Von Gabi Bauer

Schon am Vorabend gibt es einen Vorgeschmack auf das, was uns am nächsten Morgen auf den schaukelnden Wellen des Mittelmeers erwarten sollte: „Du“, der schicke Schnauzbärtige im roten Segleroverall beugt sich weiter über den Tresen, „das hättest du mal erleben sollen: Mit der kleinen Fun bei Windstärke acht, Sturmfock raus und das Groß bis zum letzten gerefft. Lebensgefährlich, sag’ ich dir.“ Mein Gegenüber im Overall sinkt auf seinem Barhocker zusammen, um sich Sekunden später wieder kerzengerade aufzurichten: „Wir sind natürlich doch gut an Land angekommen.“ Der braungebrannte Typ kippt seinen Brandy. „Logo!“ Ach, ihr Könner, denke ich neiderfüllt.

Am nächsten Morgen: Abenteuer für Anfänger. Unter südlicher Sonne hocken sechzehn deutsche Landratten in kurzen Hosen und Turnschuhen am Steg und versuchen, Stricke mit Knoten zu versehen. Nicht mit ordinären Haushaltsknoten. Nein, echte Seemannsknoten müssen es sein, „einfach und schnell zu stecken, zuverlässig haltend, im entlasteten Zustand leicht zu lösen“ – so steht’s zumindest im Lehrbuch. Sabine, eine junge Ärztin aus Stade, hielt sich immer für recht lernfähig, doch der Palstek macht sie fertig. „Wie war das noch?“ Das Ende von unten durch die Schlaufe, einmal rum und wieder durch die Schlaufe – na also. Festzurren. „Mist! Kriegst du das wieder auf?“ Theorie und Praxis des Segelns. Unser Ziel nach zwei Wochen scheint unerreichbar: der Sportbootführerschein Binnen.

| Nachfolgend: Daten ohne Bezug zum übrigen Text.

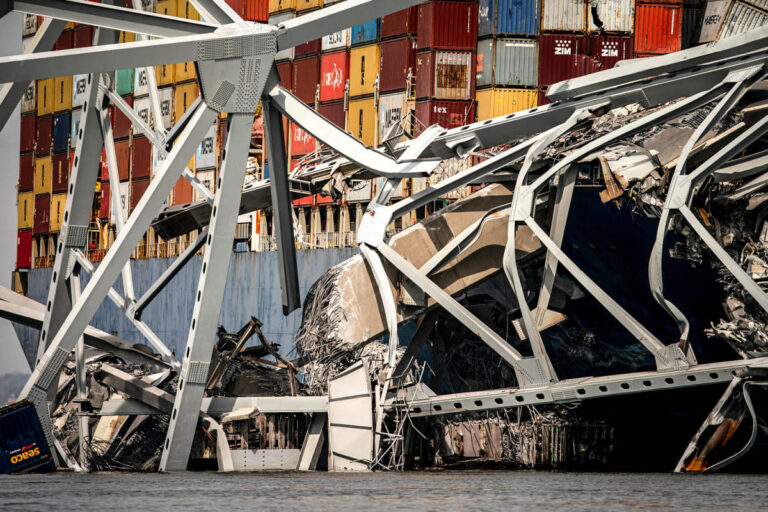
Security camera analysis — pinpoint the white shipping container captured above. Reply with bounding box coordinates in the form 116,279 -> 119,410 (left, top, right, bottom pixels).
541,0 -> 584,32
320,28 -> 350,52
72,74 -> 88,108
699,0 -> 731,43
133,96 -> 152,135
21,14 -> 37,37
157,86 -> 173,130
133,68 -> 154,96
587,0 -> 635,32
720,2 -> 768,40
269,12 -> 294,60
195,121 -> 218,170
69,108 -> 83,149
378,93 -> 409,141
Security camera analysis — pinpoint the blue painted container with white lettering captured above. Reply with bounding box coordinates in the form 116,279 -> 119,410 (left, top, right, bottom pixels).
352,19 -> 379,46
0,400 -> 56,474
496,0 -> 540,36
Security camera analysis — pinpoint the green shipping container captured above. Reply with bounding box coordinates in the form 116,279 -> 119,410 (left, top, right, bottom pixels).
115,69 -> 133,96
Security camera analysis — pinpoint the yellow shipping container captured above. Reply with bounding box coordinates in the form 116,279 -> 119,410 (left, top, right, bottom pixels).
292,0 -> 323,11
50,192 -> 67,233
475,89 -> 539,121
173,82 -> 197,123
37,78 -> 55,116
269,0 -> 296,14
19,192 -> 35,229
347,98 -> 376,146
349,44 -> 380,97
53,76 -> 72,112
34,156 -> 53,196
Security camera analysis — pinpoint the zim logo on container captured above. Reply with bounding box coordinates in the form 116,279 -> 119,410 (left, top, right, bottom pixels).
11,445 -> 40,464
555,39 -> 573,55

Fest verknotet bleibt der Strick am Strand zurück. Jetzt wird’s ernst. In Vierergruppen klettern wir auf die schwankenden Übungsjollen, um gleich „ganz praktisch zu lernen, wo vorn und hinten und, vor allem, wo oben und unten ist“. Wenn es nur das wäre. Segellehrer Lois fordert wesentlich kompliziertere Dinge: „Ihr müßt schon drauf achten, woher der Wind kommt.“ Routiniert greift der Österreicher zur Ruderpinne und dreht das Boot mit einer leichten Bewegung so in den Wind, daß es Fahrt aufnimmt. „Und jetzt holt die Schoten dichter.“ – „Wie bitte?“ – „Die Schnürl müßt’s fester zieh’n, damit des Segel strammer wird.“

Tatsächlich: Die Windrichtung beachten, das Segel richtig spannen, Ruder geradeaus, und schon gleitet das Boot durch die zugegeben nicht gerade stürmische See. Selbst Sabine ist überrascht, wie leicht das geht. Auf dem Boot ihres Bruders, wo sie nur mitsegeln durfte, war ihr alles beim Zusehen viel schwieriger vorgekommen. „Tolles Gefühl, wenn man selbst das Steuer in der Hand hat“, schwärmt sie. Stunden später beenden sechzehn Seeleute zufrieden den ersten Tag auf dem Meer.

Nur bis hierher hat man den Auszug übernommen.